|Title||Silicon isotopic composition of dry and wet-based glaciers in Antarctica|
|Publication Type||Journal Article|
|Year of Publication||2020|
|Authors||Hatton, JE, Hendry, KR, Hirst, C, Opfergelt, S, Henkel, S, Silva-Busso, A, Welch, SA, Wadham, JL, W. Lyons, B, Bagshaw, E, Staubwasser, M, McKnight, DM|
|Journal||Frontiers in Earth Science|
Glaciers and ice sheets export significant amounts of silicon (Si) to downstream ecosystems, impacting local and potentially global biogeochemical cycles. Recent studies have shown Si in Arctic glacial meltwaters to have an isotopically distinct signature when compared to non-glacial rivers. This is likely linked to subglacial weathering processes and mechanochemical reactions.

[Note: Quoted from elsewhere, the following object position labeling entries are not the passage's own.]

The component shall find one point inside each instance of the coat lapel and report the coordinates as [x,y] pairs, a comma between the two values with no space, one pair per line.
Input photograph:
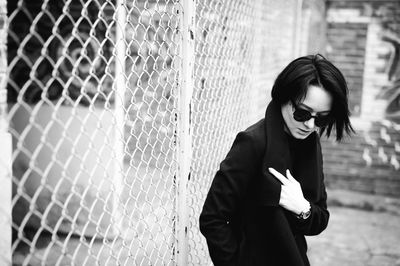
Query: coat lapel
[308,168]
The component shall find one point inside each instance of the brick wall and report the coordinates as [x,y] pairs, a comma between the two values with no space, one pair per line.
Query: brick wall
[369,161]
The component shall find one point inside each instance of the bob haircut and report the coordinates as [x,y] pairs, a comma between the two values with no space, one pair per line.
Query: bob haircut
[293,82]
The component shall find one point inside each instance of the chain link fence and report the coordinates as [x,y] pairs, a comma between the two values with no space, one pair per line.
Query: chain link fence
[94,109]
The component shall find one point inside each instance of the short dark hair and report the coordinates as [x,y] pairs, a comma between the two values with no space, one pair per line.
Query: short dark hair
[293,82]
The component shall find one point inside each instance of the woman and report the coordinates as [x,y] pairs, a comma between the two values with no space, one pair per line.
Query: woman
[269,191]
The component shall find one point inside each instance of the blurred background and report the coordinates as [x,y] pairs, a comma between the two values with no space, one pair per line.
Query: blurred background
[115,114]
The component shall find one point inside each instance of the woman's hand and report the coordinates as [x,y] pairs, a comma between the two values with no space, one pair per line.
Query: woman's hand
[292,198]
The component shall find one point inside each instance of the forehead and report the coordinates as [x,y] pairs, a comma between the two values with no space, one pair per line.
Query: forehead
[317,99]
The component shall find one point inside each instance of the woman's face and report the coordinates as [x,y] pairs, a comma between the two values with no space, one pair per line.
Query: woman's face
[317,101]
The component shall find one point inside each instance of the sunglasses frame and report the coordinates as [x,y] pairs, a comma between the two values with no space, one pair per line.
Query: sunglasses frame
[306,115]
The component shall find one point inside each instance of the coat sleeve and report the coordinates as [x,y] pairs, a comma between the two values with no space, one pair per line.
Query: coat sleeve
[317,221]
[219,219]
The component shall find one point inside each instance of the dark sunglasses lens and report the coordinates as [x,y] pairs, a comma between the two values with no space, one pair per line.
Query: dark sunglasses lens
[301,115]
[322,121]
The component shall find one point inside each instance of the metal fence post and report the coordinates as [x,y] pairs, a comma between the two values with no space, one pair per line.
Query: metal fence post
[184,132]
[298,19]
[6,147]
[120,88]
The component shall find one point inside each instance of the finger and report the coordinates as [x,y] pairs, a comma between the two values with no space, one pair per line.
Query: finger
[289,176]
[278,175]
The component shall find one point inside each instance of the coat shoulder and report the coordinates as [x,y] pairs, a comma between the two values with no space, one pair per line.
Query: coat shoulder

However, there are currently no silicon isotope (δ30Si) data available from meltwater streams in Antarctica, limiting the current inferences on global glacial silicon isotopic composition and its drivers. To address this gap, we present dissolved silicon (DSi), δ30SiDSi, and major ion data from meltwater streams draining a polythermal glacier in the region of the West Antarctic Peninsula (WAP; King George Island) and a cold-based glacier in East Antarctica [Commonwealth Stream, McMurdo Dry Valleys (MDV)]. These data, alongside other global datasets, improve our understanding of how contrasting glacier thermal regime can impact upon Si cycling and therefore the δ30SiDSi composition. We find a similar δ30SiDSi composition between the two sites, with the streams on King George Island varying between -0.23 and +1.23‰ and the Commonwealth stream varying from -0.40 to +1.14‰. However, meltwater streams in King George Island have higher DSi concentrations, and the two glacial systems exhibit opposite DSi – δ30SiDSi trends. These contrasts likely result from differences in weathering processes, specifically the role of subglacial processes (King George Island) and, supraglacial processes followed by in-stream weathering in hyporheic zones (Commonwealth Stream). These findings are important when considering likely changes in nutrient fluxes from Antarctic glaciers under climatic warming scenarios and consequent shifts in glacial thermal regimes.